Sunday, 5 January 2020

Mom is going to get rid of my cat

I got a cat for Christmas, that my mom got/gave me. I love her so much. We’ve bonded and I’m seemingly her favorite person, but my mom is apparently allergic. She told me yesterday and basically implied she’s getting rid of her.

I’ve taken care of this cat even though I’ve only had her for a little over a week, barely. I’ve spoiled her. I’ve spent all of my days with her. I let her claw me up and bite me because it’s how she plays. I bought her all of these treats, different foods, a leash and harness because she’s supposed to be an indoor cat so I figured I’d try walking her, a collar and customized tag, toys,..the list goes on, you get it..bought her a lot.

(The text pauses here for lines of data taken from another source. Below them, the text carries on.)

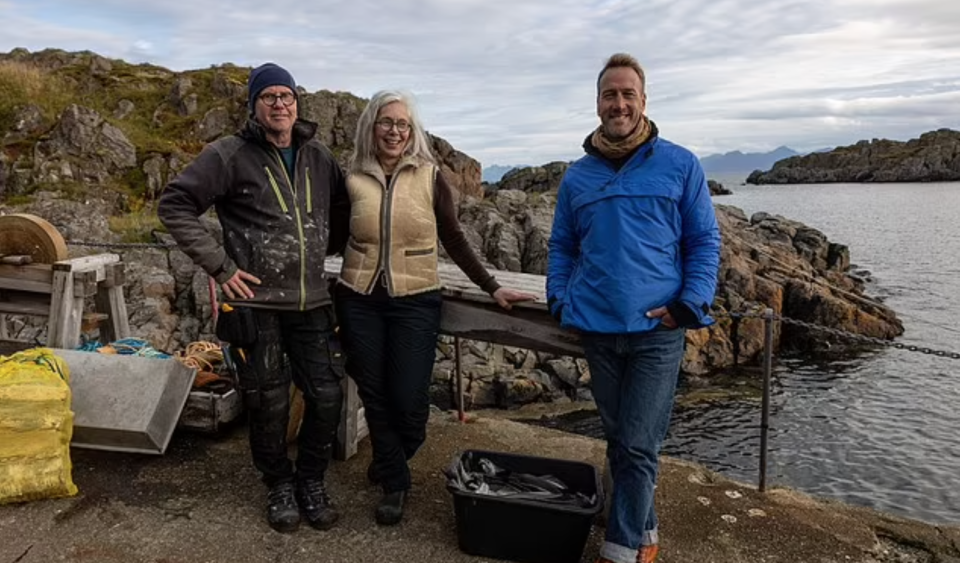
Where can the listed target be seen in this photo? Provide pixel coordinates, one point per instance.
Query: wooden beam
(110, 300)
(348, 435)
(522, 328)
(65, 312)
(29, 277)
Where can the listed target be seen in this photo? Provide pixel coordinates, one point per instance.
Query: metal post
(459, 375)
(765, 409)
(735, 339)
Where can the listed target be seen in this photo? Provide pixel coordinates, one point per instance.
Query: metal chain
(848, 335)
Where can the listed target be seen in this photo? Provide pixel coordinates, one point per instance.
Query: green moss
(19, 199)
(136, 226)
(22, 84)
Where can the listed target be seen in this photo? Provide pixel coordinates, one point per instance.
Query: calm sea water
(881, 429)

The cat has a horrible past and she’s only around 5 months old. I’d hate to get rid of her just for that. I hate that she’s seemingly disposable to everyone. My cat almost didn’t make it because of trauma she went through before we adopted her. Now she’s got a loving owner, who is me, and I have no control over whether I can keep her or not.

I don’t know if there’s anything I can even do. And this cat is the only thing that makes me happy in my life. I’ve had a pretty messed up life and it hasn’t been normal at all. This cat finally brought me love and happiness. I wanted to give her the best life. She loves and is obsessed with me already and she’s attached to me. She can’t be without me or she cries.

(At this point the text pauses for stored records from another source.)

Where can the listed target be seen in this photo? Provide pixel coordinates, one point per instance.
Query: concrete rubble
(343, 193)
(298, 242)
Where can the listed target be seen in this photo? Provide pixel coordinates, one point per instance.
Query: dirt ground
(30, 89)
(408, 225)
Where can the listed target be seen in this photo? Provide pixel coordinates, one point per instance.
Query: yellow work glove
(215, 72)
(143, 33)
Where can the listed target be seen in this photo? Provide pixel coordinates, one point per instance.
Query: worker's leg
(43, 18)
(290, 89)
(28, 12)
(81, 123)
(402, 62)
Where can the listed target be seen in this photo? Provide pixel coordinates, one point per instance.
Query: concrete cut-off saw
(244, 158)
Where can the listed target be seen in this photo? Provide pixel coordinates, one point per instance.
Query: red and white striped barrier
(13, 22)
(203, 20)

I’m not surprised she’s going to have to go. Anything that I love or makes me happy usually gets taken from me. But I’m kind of losing it because I can’t imagine her elsewhere when she’s already clinging to me. She’s the only normal thing about my life and moving out of my mom’s house isn’t an option. I understand my mom is allergic supposedly, and if she truly is I don’t want her to suffer it, but I’m also torn up inside over everything because what about my cat? What about her? Where is she going to go? Why did all of this have to happen? She’s already been through so much. And then as selfish as I am, what about my feelings and life? My cat is my only reason for me even wanting to live right now.